A clear worked example would be much appreciated. Many thanks in advance.
 A: First, all decision problems that are in P are also in NP.  The interesting question of course is whether the reverse is also true: are NP and P in fact the same class, obscured only by the current lack of a clever algorithm to solve NP-complete problems in polynomial time.
An example of a decision problem in P is: Given a list of $n$ integers and an integer $k$, is there an integer in the list greater than $k$?  Plainly the question can be answered in time linear to $n$ by stepping through the list and checking whether an integer is greater than $k$.
An example of a decision problem thought not to be in P, but still in NP is: Given a list of $n$ integers and an integer $k$, is there a set of integers within the list that when summed equal $k$?  While this question is decidable, there is no known algorithm to decide it in (worst case) time that does not grow exponentially as $n$ grows.  This is because there are an exponential number of sets to sum and check and our cleverest algorithms can only prune away a relatively small number of them.

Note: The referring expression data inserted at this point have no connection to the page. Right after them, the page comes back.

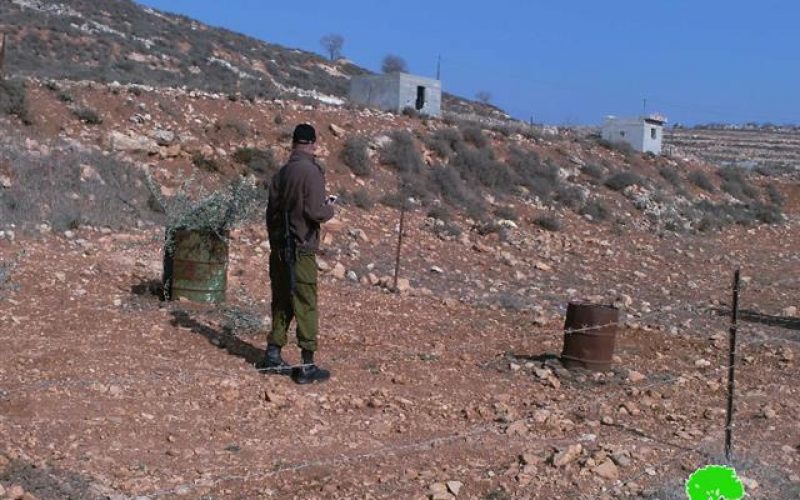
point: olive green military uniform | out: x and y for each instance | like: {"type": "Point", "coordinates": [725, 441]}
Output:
{"type": "Point", "coordinates": [300, 305]}
{"type": "Point", "coordinates": [296, 198]}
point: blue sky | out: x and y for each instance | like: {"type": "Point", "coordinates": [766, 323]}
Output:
{"type": "Point", "coordinates": [563, 62]}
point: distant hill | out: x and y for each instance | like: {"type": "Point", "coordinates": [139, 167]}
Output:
{"type": "Point", "coordinates": [767, 150]}
{"type": "Point", "coordinates": [119, 40]}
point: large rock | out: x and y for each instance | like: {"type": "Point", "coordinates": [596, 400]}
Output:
{"type": "Point", "coordinates": [336, 130]}
{"type": "Point", "coordinates": [163, 137]}
{"type": "Point", "coordinates": [569, 455]}
{"type": "Point", "coordinates": [132, 143]}
{"type": "Point", "coordinates": [607, 470]}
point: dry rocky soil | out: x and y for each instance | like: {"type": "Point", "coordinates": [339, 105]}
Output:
{"type": "Point", "coordinates": [450, 389]}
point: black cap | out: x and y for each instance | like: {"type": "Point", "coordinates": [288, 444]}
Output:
{"type": "Point", "coordinates": [304, 134]}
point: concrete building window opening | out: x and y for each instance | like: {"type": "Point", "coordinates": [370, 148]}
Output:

A: Arguably the most interesting problems in NP are the NP-complete problems because they are believed to be hard, i.e. not in P. Perhaps the most fundamental NP-complete problem is circuit satisfiability because that mimics a computer computation. The problem is to figure out if you can assign boolean inputs into a circuit to get a boolean logic formula satisfied. What makes this problem NP is that if there is a solution, then someone can show it to you and you can verify quickly (in polynomial time) that the solution works. However coming up with the solution seems like a hard problem.